A couple of days ago, the Spanish Data Protection Agency (AEPD) issued an order, requesting Worldcoin to temporarily cease operations. As captured in the release, Spain’s data protection agency claims to have received several complaints about Worldcoin since its operation last summer. Some of the highlighted concerns include the collection of data from minors, how the withdrawal of consent is not allowed, and the level of information about the processing the company provides.

According to the report released by the Spanish authority, the GDPR considers the processing of biometric data as having special protection and contains a high risk to people’s rights considering how sensitive they are.

Consequently, this precautionary measure is a decision based on exceptional circumstances, in which it is necessary and proportionate to adopt provisional measures aimed at the immediate cessation of this processing of personal data, preventing its possible transfer to third parties and safeguarding the fundamental right to personal data protection.
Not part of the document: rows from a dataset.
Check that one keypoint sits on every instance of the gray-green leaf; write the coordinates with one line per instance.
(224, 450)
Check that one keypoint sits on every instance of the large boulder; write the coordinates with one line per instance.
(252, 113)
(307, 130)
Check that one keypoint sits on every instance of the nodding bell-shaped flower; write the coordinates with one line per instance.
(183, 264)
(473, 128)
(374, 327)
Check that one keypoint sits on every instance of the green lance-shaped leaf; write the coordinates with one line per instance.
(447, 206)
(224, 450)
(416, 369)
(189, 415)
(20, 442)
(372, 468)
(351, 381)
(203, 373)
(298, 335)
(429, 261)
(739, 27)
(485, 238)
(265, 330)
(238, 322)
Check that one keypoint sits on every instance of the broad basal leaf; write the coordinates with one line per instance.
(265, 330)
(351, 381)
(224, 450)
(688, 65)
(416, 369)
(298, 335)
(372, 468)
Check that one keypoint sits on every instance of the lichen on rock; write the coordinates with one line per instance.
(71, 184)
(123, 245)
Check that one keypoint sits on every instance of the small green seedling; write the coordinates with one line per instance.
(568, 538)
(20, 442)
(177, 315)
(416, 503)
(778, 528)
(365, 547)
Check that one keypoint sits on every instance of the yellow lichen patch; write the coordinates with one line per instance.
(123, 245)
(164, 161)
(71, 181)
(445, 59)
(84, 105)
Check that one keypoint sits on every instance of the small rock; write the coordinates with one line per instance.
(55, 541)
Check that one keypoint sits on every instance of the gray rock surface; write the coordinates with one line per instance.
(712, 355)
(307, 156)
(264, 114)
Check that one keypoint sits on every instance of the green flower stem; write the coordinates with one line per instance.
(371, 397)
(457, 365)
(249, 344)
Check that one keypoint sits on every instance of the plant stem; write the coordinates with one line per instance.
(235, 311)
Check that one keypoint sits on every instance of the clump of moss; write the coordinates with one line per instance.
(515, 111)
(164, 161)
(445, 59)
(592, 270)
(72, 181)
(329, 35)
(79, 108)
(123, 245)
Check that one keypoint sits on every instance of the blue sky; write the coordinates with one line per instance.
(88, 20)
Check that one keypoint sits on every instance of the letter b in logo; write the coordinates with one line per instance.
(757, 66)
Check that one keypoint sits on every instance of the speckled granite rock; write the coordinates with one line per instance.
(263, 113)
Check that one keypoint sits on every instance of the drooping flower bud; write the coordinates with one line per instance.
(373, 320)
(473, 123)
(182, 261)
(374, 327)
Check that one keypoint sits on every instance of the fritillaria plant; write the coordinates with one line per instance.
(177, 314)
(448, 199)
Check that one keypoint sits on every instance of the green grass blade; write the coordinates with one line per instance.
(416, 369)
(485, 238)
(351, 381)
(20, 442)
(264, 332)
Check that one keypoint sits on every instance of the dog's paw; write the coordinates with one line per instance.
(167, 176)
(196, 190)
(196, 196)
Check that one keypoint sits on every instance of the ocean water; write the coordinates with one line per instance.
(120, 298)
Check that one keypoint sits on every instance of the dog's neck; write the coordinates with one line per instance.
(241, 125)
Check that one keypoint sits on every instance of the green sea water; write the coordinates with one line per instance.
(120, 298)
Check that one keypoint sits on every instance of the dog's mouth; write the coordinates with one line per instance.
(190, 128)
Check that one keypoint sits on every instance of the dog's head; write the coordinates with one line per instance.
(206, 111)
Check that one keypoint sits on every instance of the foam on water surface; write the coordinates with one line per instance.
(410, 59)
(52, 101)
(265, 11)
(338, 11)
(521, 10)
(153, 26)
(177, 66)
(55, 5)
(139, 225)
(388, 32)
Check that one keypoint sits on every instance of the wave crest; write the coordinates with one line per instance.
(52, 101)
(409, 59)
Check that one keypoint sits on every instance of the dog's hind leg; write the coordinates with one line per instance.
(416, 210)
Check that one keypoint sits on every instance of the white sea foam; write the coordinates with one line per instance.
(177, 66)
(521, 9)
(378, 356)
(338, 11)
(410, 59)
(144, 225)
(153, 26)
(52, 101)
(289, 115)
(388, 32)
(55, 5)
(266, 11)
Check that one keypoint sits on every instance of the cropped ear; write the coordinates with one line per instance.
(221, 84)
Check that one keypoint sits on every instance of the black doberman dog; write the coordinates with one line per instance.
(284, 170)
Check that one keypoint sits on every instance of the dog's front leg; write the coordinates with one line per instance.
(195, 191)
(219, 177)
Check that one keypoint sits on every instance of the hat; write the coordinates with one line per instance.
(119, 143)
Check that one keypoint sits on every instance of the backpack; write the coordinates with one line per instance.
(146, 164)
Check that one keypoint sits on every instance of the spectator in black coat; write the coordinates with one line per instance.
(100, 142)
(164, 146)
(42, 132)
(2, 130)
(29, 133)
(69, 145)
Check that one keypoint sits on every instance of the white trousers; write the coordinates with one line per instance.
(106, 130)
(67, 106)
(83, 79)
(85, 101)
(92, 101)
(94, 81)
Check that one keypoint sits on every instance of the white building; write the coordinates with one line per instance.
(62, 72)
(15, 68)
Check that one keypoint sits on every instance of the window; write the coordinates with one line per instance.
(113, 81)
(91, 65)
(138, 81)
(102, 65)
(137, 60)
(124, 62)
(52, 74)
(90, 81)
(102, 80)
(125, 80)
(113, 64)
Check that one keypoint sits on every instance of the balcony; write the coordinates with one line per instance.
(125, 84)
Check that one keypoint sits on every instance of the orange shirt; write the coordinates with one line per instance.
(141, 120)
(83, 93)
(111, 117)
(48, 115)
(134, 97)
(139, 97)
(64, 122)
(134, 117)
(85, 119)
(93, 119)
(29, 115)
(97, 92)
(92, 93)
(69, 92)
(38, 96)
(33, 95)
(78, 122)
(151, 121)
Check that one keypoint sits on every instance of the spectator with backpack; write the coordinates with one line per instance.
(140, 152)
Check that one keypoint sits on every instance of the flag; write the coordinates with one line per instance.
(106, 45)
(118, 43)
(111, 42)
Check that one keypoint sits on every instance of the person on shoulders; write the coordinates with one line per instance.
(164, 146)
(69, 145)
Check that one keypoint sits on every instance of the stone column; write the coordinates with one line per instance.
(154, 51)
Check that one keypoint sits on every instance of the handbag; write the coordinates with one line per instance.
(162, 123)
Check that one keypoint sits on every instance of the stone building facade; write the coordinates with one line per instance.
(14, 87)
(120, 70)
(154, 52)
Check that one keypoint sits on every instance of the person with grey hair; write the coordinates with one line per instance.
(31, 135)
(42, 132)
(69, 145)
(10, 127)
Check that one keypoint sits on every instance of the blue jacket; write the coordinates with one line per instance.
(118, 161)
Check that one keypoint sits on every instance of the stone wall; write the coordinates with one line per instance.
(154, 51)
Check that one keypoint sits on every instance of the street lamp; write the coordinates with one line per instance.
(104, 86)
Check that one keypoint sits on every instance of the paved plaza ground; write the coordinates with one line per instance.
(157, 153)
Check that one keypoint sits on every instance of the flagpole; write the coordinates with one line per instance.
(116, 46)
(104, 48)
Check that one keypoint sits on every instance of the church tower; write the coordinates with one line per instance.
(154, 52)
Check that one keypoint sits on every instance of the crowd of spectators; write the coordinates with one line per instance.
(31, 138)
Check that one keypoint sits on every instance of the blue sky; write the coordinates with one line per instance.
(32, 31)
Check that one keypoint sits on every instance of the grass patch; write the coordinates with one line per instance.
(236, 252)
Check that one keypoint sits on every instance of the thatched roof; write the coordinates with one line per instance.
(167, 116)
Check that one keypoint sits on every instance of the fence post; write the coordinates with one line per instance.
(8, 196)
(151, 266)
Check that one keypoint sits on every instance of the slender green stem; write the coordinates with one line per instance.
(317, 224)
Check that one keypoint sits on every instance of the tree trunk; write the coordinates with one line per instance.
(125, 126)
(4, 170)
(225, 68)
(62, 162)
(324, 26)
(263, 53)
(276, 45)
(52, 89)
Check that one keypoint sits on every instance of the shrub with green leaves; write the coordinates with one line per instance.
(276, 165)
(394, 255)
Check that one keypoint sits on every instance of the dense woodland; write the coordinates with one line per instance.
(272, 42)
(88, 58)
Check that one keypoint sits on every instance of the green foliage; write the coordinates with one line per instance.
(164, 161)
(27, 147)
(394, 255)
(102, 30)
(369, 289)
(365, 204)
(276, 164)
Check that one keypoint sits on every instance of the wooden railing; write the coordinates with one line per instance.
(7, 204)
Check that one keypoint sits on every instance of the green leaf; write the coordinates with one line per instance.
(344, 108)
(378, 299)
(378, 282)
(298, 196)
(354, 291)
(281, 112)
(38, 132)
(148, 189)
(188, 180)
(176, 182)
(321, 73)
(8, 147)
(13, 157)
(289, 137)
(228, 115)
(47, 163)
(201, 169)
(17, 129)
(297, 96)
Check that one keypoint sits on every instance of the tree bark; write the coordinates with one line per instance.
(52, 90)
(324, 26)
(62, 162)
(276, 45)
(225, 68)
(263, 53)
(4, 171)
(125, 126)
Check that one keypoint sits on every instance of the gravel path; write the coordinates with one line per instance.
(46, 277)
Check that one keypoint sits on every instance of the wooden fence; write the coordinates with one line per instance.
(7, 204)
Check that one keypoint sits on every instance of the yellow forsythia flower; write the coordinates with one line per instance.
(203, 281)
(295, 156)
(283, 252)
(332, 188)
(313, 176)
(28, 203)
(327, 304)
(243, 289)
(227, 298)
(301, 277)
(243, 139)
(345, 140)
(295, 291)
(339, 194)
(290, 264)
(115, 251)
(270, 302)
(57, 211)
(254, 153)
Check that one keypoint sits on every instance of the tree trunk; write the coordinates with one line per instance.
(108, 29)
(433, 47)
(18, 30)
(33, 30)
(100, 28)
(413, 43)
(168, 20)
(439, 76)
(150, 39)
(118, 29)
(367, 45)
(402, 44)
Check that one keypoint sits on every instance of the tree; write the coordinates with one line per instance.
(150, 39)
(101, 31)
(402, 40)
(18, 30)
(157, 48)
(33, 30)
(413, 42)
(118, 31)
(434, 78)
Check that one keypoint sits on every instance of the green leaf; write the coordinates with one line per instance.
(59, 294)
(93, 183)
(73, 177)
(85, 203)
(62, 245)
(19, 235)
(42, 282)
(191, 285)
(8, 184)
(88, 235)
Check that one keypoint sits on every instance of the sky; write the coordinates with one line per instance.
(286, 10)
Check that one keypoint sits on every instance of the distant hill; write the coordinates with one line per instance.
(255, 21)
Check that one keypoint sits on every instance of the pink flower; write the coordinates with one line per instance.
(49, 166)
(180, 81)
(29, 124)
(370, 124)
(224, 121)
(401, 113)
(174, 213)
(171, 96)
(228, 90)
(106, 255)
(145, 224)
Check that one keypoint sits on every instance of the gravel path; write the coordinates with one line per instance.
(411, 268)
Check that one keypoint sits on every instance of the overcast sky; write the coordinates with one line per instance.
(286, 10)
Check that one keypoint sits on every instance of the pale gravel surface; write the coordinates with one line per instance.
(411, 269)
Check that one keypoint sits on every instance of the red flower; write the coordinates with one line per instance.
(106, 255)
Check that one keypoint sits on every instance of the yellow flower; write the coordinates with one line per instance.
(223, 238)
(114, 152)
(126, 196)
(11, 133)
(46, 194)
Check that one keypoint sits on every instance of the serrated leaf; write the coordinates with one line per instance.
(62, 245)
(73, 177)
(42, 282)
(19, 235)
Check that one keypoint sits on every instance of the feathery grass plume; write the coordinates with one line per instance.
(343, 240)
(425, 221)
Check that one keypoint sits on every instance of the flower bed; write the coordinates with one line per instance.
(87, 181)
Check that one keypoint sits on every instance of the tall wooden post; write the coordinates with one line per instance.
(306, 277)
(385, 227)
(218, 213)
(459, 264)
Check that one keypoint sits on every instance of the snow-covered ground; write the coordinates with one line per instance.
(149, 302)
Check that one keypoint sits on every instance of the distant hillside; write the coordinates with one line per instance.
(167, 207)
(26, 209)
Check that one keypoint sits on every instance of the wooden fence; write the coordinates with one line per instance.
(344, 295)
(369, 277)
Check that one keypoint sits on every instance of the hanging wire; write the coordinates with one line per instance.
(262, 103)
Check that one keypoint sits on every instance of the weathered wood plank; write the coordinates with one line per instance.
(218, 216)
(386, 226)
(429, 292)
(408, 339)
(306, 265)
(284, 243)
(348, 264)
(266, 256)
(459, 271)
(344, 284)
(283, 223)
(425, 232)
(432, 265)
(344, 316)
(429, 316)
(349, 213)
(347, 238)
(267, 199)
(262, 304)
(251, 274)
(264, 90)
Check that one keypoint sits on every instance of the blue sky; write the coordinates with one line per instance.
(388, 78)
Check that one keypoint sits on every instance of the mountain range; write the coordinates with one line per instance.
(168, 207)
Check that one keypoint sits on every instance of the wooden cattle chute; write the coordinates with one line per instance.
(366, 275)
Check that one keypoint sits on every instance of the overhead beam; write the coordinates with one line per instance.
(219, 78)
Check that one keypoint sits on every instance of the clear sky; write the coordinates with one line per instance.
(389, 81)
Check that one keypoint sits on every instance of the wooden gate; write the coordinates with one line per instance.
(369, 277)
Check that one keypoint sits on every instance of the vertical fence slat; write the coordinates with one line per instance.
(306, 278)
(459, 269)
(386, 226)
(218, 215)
Experts have disclosed that the violation of the GDPR regime could attract a fine of up to 4% of the global annual turnover. On top of that, the unlawful processing can be demanded to stop. It is also important to note that the Spanish authority is using the “Urgency Procedure” powers contained in the European Union’s GDPR. This implies that the order can have a maximum duration of three months. Worldcoin’s legal challenge is not limited to Europe as the US Securities and Exchange Commission recently opened an investigation into its founder Sam Altman and the AI company OpenAI as reported by Crypto News Flash.

Worldcoin’s Jannick Preiwisch Response to AEPD

In response to this, Worldcoin has in a blog post called the AEPD out, accusing them of spreading misleading and inaccurate information about its operations.

Jannick Preiwisch, Data Protection Officer at the Worldcoin Foundation gave more explanation on this:

For over a year, we have been engaged with BayLDA, which is the lead supervisory authority under the GDPR for Worldcoin Foundation and Tools for Humanity. It is unfortunate that the Spanish data protection authority (AEPD) is circumventing established procedures under GDPR with their actions today, which are limited to Spain and not the broader EU. It is also unfortunate that they are spreading inaccurate and misleading claims about our technology globally after our efforts to provide them with an accurate view of Worldcoin and World ID have gone unanswered for months.

The native token of Worldcoin (WLD) has been affected by this development, triggering a weekly fall of 6%. The asset is trading at $7.34 and has a market cap of $1,079,198,434. Prior to this regulatory drama, the asset was enjoying a massive run at $8 according to Crypto News Flash.